I eat (or I ate), therefore I am.

The study, in Nature Ecology and Evolution can be found here: http://go.nature.com/2BCLCYY
I am the same as a fish. A worm, a hydra, a sponge. You are too. Despite our myriad forms and niches, us animals, us metazoans, are a tiny fraction of the known diversity of eukaryotes. Just a blip. From the evolutionary perspective of a dinoflagellate or a diatom or a radiolarian, the difference between a human and a fish is very small indeed. Like gazing at a distant star, we see a point of light with no indication of the objects and planets that might be orbiting it.

To someone originally trained as a molecular biologist, like myself, this diversity is staggering. But it is also a bit like hundreds of long (like really, really long) running natural experiments. Amazingly, we are now in an age when we can access the data from those long running experiments in unprecedented detail, through genomics and computation.
I entered this project thinking about a green alga, Cymbomonas, at the prompting of my co-author Eunsoo Kim. Eunsoo and her colleague Shinichiro Maruyama showed that Cymbomonas eats bacteria.

This was a revelation because the trait of cellular eating, or phagocytosis, while suspected by some, had not been confirmed before in any plant or green alga. It is important because the ancestor of plants and green algae is a presumed phagocyte. Finding extant examples of this trait in the plants and green algae will help us better understand how plants got here in the first place. In an earlier study, we sequenced and assembled the (rather large) genome of Cymbomonas and used its genome to look for patterns of genes associated with it's "mixotrophic" lifestyle where it could both eat bacteria and use sunlight for nutrition.
In that study we found some such patterns where, using gene presence/absence, we could group Cymbomonas with both organisms that use phagocytosis, like amoebazoans and animals, and those that do not, like plants and fungi.
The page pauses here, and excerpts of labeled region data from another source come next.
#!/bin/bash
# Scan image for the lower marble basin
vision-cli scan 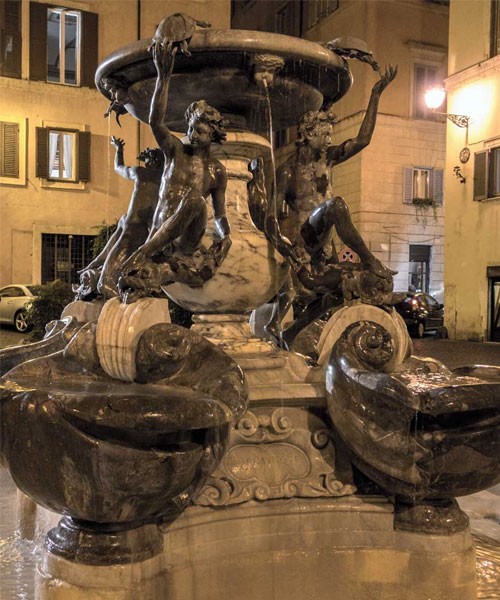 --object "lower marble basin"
[327,322,500,501]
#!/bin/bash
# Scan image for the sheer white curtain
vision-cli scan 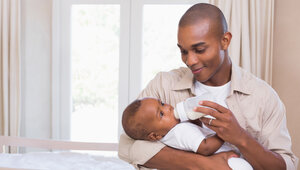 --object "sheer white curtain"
[0,0,20,152]
[209,0,274,84]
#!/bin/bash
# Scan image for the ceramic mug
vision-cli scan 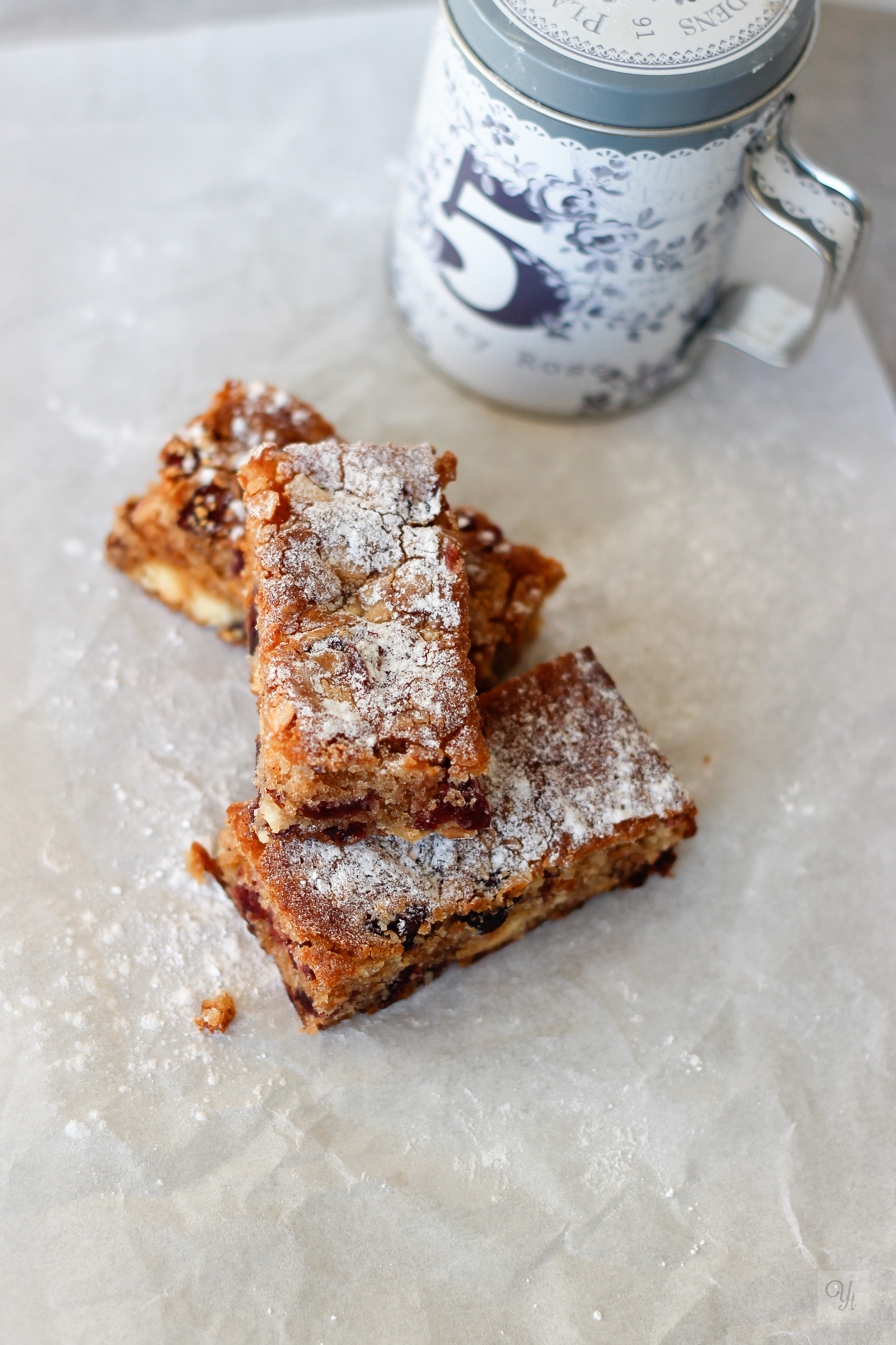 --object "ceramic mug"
[391,0,869,416]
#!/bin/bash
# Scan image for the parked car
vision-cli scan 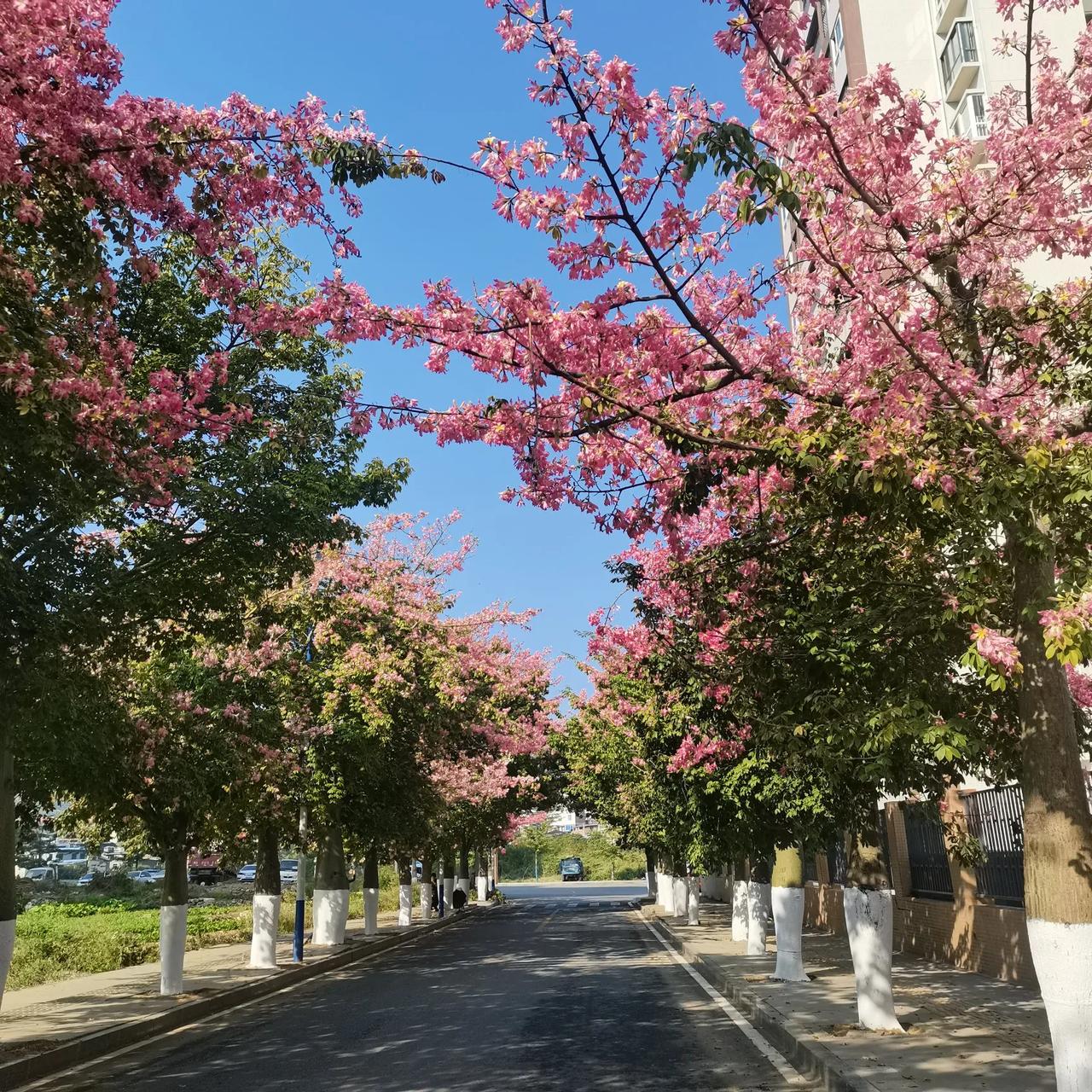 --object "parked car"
[557,857,584,882]
[129,868,165,884]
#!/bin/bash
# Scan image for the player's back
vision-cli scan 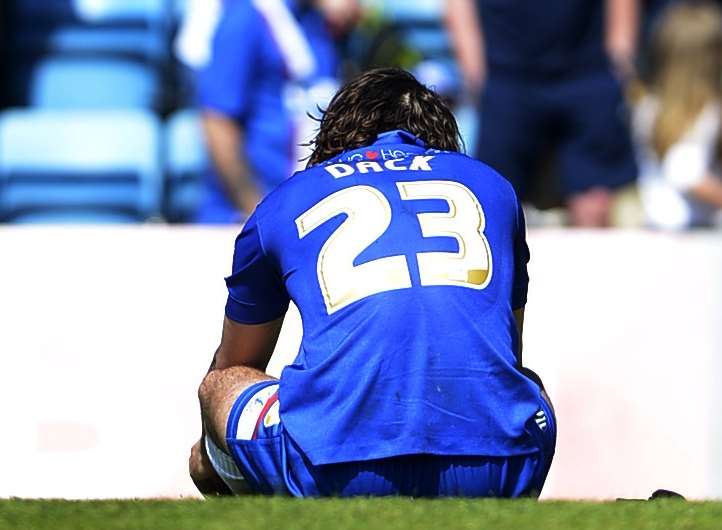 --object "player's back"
[236,131,539,464]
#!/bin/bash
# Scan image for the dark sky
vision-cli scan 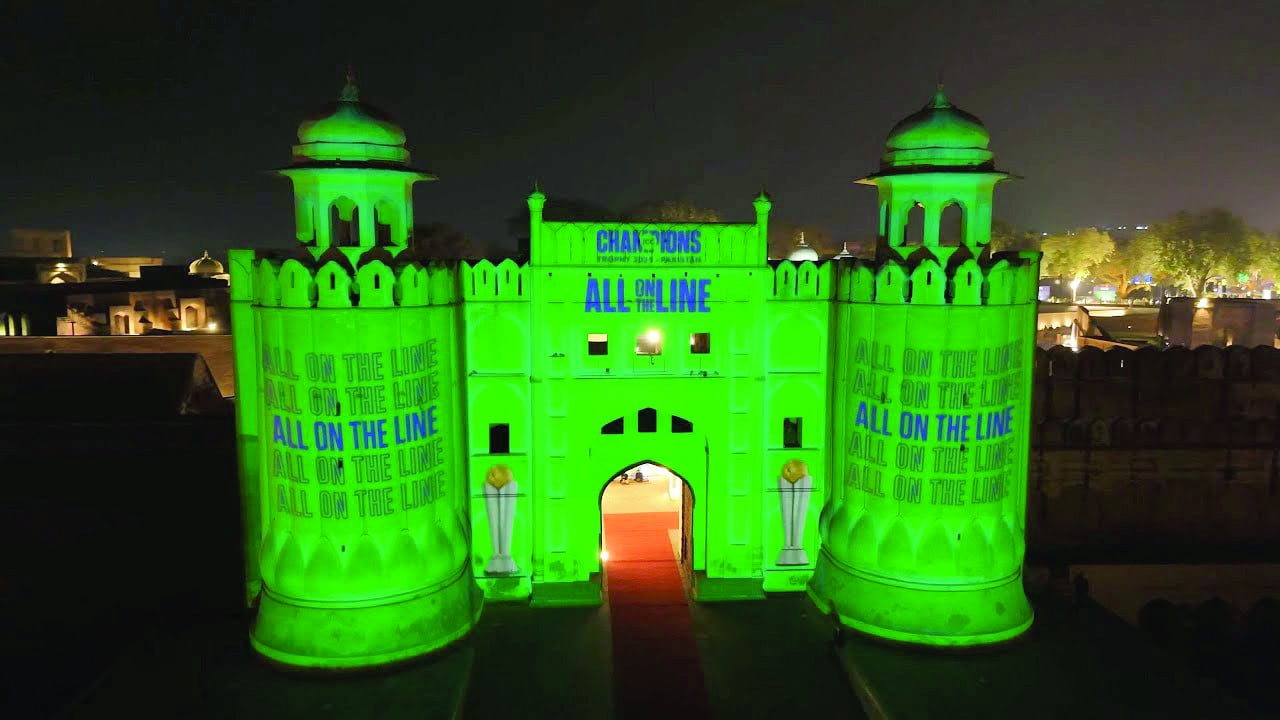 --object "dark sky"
[0,0,1280,260]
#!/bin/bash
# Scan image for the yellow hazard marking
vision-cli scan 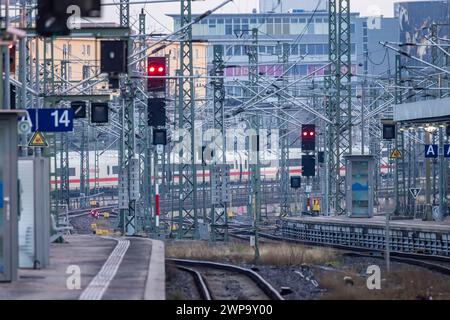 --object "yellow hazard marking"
[28,131,48,148]
[95,229,109,236]
[390,149,402,159]
[313,199,320,212]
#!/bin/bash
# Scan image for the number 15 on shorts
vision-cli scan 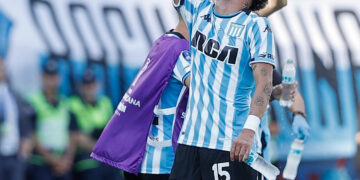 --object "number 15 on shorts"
[212,162,230,180]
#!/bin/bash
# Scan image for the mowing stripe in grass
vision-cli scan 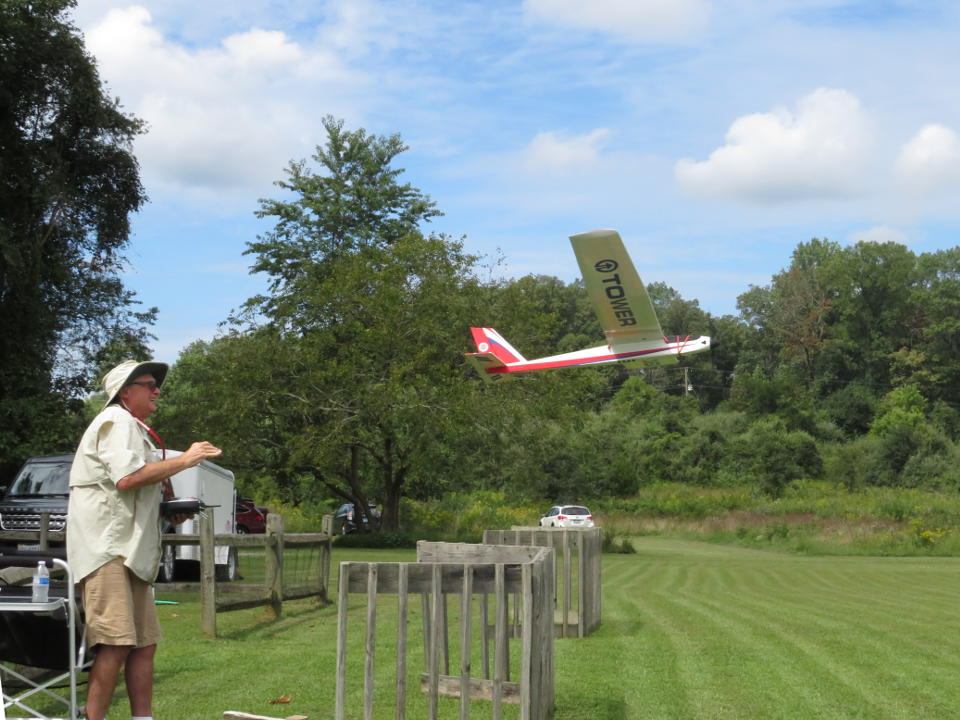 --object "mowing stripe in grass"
[557,538,960,720]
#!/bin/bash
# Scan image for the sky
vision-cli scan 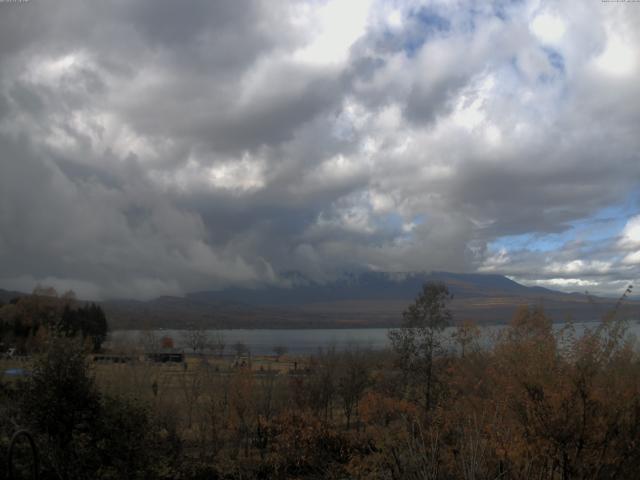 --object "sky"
[0,0,640,299]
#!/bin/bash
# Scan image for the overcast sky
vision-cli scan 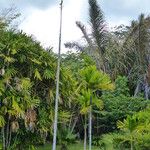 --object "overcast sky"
[0,0,150,52]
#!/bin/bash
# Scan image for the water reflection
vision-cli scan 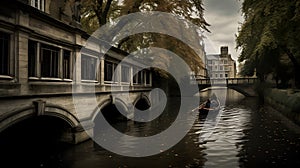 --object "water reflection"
[1,88,300,168]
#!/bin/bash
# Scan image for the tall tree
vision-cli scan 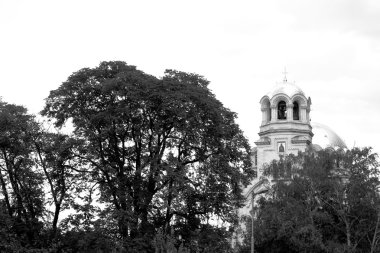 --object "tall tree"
[42,62,253,251]
[0,102,45,246]
[33,130,87,239]
[249,148,380,252]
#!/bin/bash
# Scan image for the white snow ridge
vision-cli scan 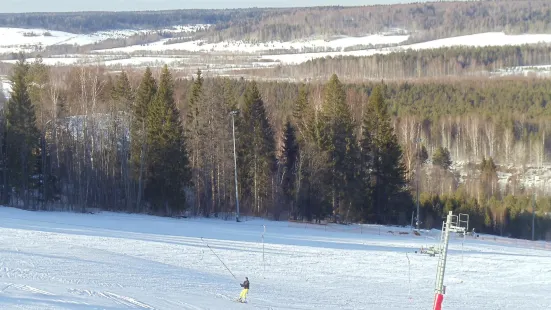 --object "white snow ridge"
[0,207,551,310]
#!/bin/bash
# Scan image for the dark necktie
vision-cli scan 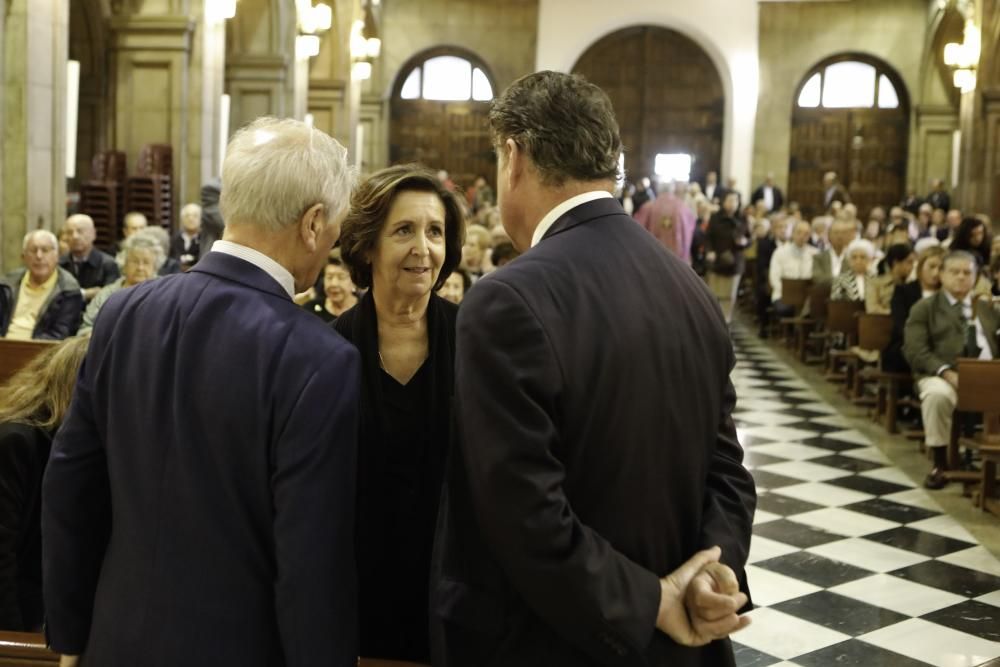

The patterns were there, but in that study we limited ourselves to genes present in Cymbomonas. We wondered: If we could free ourselves from the constraints of the Cymbomonas genome, would we then be able to find more general genetic patterns associated with different traits, like phagocytosis? We knew that revealing such patterns would be useful for studies on the origins of plants and green algae. We also wondered about some buzz postulating phagocytosis in new archaea that had been identified through assembled DNA sequences alone, whose cells had never been physically seen. It seemed important to define the trait of phagocytosis in a way that would allow us to make predictions on new genomes, especially those derived from mixed environmental samples.
In our first pass at finding such patterns, we grouped organisms according to their ability to use phagocytosis and then looked within those groups for shared genes that were lacking in the complementary group.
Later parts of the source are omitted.